Superman #10 // Review
Jon concludes his tale in Superman #10, by writer Brian Michael Bendis, artists Ivan Reis and Brandon Peterson, inkers Oclair Albert and Joe Prado, colorist Alex Sinclair, and letterer Josh Reed. After the last issue reached peak Bendis, this one is a vast improvement.
Jon tells his parent about how he escaped Superwoman on Earth-3… Jor-El saved him. Jor-So reveals that he has been looking for Jon through time and space for years. Jon freaks out and demands to go home when a familiar villain attacks Jor-El's ship. Jor-El is able to get Jon home. Superman decides to take Jon and look for his father, and they find his craft- in the middle of a massive, multi-sided battle.

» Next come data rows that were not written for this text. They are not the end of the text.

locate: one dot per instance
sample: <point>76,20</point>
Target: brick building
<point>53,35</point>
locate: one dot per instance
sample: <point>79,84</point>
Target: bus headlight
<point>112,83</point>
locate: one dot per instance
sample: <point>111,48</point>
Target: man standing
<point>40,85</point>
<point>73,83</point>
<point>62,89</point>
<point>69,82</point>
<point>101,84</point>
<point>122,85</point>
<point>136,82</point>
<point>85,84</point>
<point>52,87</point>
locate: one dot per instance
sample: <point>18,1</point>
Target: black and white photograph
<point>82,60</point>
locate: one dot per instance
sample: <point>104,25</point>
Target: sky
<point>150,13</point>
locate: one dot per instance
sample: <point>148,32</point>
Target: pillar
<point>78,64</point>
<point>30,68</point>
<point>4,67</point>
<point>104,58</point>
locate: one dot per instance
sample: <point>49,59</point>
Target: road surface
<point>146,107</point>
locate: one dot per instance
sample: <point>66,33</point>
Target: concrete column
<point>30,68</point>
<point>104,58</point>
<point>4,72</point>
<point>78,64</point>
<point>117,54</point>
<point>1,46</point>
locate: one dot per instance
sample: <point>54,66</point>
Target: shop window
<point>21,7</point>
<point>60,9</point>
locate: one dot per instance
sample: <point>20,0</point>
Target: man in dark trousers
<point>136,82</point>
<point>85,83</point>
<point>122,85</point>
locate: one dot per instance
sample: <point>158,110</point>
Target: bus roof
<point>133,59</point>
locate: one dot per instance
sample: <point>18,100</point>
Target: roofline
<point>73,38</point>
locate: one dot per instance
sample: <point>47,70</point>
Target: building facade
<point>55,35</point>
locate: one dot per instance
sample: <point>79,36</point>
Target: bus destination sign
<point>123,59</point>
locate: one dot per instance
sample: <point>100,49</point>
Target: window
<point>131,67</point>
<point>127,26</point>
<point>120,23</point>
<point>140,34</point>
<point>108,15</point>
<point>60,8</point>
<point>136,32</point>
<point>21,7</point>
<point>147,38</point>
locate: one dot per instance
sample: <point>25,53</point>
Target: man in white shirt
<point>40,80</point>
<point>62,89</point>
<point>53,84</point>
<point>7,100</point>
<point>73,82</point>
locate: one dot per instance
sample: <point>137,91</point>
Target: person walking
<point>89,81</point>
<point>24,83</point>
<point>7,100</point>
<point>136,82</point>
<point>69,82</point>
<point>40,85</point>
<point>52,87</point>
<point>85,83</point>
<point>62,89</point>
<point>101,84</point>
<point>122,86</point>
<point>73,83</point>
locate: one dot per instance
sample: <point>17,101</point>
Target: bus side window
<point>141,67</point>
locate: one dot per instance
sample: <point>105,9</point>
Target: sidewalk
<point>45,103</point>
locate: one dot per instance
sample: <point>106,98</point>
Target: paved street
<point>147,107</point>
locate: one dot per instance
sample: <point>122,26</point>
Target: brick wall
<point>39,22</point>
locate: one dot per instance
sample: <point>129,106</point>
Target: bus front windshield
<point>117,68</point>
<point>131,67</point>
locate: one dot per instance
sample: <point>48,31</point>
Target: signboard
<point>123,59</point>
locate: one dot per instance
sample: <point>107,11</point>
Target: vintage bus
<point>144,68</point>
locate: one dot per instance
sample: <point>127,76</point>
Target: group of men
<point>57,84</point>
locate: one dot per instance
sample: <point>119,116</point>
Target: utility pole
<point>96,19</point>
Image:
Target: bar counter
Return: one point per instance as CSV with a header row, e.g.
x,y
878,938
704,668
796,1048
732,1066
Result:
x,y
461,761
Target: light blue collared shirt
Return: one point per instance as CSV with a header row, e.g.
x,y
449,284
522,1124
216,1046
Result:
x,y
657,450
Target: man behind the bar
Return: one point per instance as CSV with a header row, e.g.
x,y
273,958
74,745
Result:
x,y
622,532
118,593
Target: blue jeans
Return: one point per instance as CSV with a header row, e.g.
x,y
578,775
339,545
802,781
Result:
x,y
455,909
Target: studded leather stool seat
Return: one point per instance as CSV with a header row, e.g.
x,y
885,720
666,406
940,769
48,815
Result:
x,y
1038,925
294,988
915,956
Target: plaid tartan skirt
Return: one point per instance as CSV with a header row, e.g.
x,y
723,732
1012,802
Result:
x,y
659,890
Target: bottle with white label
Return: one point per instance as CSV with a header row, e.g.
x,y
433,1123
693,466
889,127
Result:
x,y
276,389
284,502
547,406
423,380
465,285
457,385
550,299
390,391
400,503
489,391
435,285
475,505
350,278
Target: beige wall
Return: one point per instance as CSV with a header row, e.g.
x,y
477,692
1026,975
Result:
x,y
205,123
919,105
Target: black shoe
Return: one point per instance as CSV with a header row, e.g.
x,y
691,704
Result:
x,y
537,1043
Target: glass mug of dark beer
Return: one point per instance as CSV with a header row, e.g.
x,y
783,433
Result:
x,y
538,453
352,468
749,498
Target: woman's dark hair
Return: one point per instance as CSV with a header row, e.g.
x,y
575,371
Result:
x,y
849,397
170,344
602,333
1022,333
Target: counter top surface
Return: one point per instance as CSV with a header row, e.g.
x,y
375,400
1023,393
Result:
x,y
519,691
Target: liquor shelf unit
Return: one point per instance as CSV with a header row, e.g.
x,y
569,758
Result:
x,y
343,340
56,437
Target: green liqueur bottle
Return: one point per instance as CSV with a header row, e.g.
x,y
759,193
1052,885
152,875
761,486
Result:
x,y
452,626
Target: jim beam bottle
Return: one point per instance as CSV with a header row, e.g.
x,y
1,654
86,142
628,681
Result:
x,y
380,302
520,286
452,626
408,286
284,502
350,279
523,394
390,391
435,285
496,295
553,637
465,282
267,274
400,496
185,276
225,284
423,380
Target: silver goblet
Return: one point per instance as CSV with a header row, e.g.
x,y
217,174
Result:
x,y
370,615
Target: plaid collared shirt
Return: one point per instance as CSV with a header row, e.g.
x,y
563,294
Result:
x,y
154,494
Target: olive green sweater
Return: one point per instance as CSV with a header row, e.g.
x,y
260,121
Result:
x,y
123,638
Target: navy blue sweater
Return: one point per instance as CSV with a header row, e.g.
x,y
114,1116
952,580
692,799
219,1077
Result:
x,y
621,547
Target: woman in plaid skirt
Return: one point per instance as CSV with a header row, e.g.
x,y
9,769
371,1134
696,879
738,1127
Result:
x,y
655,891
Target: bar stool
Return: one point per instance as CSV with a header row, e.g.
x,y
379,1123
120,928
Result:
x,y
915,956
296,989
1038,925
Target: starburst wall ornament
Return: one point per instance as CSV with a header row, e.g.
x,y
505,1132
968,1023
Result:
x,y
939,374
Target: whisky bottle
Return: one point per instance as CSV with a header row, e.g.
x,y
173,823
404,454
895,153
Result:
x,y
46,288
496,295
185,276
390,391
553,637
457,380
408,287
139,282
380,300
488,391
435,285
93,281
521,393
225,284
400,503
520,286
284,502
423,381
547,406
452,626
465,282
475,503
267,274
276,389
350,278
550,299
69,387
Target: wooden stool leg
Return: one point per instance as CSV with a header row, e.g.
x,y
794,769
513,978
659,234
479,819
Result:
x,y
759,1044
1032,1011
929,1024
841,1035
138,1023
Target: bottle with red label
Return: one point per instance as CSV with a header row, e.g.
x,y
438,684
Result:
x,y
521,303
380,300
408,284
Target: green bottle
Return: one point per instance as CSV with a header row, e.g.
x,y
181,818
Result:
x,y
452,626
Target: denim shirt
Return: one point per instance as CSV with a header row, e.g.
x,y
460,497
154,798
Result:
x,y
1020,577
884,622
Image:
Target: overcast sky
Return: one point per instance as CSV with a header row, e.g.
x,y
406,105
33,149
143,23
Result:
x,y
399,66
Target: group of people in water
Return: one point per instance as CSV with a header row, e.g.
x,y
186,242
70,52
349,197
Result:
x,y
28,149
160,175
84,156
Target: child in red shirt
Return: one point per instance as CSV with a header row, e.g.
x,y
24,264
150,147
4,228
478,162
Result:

While this issue does a lot of same talky, Bendis info dumps that the last chapter did, the ones in this issue actually relate to the plot and the events more closely, it's not just Jon talking about Ultraman. Readers learn why and how Jon got not only thrown to Earth-3 but back in time. This actually gives a reason for the CSA to be alive and isn't just an example of Bendis ignoring previous continuity, which a lot of readers were expecting. The book starts off with a big chase scene between Jon and Superwoman, which is short but very done well. The attack on Jor-El's ship comes out of nowhere, and while some fans may not care for who did it, it's certainly unexpected and adds an extra dimension to this story.
For fans worried about Bendis darkening Jon up, this one puts the kibosh on that. The Jon in this book has gone through a rather terrible trauma, but it hasn't hardened him and made him bitter. In a lot of ways, he's still the character he was- an exuberant kid. It, of course, remains to be seen if Bendis will keep it this way, but Jon deals with things in this issue that a darker character would have dealt with differently.
Brandon Peterson slays it on the art. His line work is clean and meticulous, and the opening chase scene wouldn't be nearly as great if he weren't drawing it. His character acting is powerful and expressive as well, selling what's happening on the page perfectly. Ivan Reis’ work seems a little sketchy at some spots in the book, but he makes up for it with a classic Ivan Reis spread of a massive battle in space.
Superman #10 is probably the best of this story arc so far. Bendis is able to craft a narrative that plays to his strengths in precisely the right way. It never gets bogged down by all the dialogue because none of it is superfluous or boring. Peterson's art is stellar, and while Reis has some sporty pages, the last big page is fantastic. This issue takes the story in a bit of a new direction, which hopefully Bendis can pull off. It isn't perfect, but this one is an enjoyable read.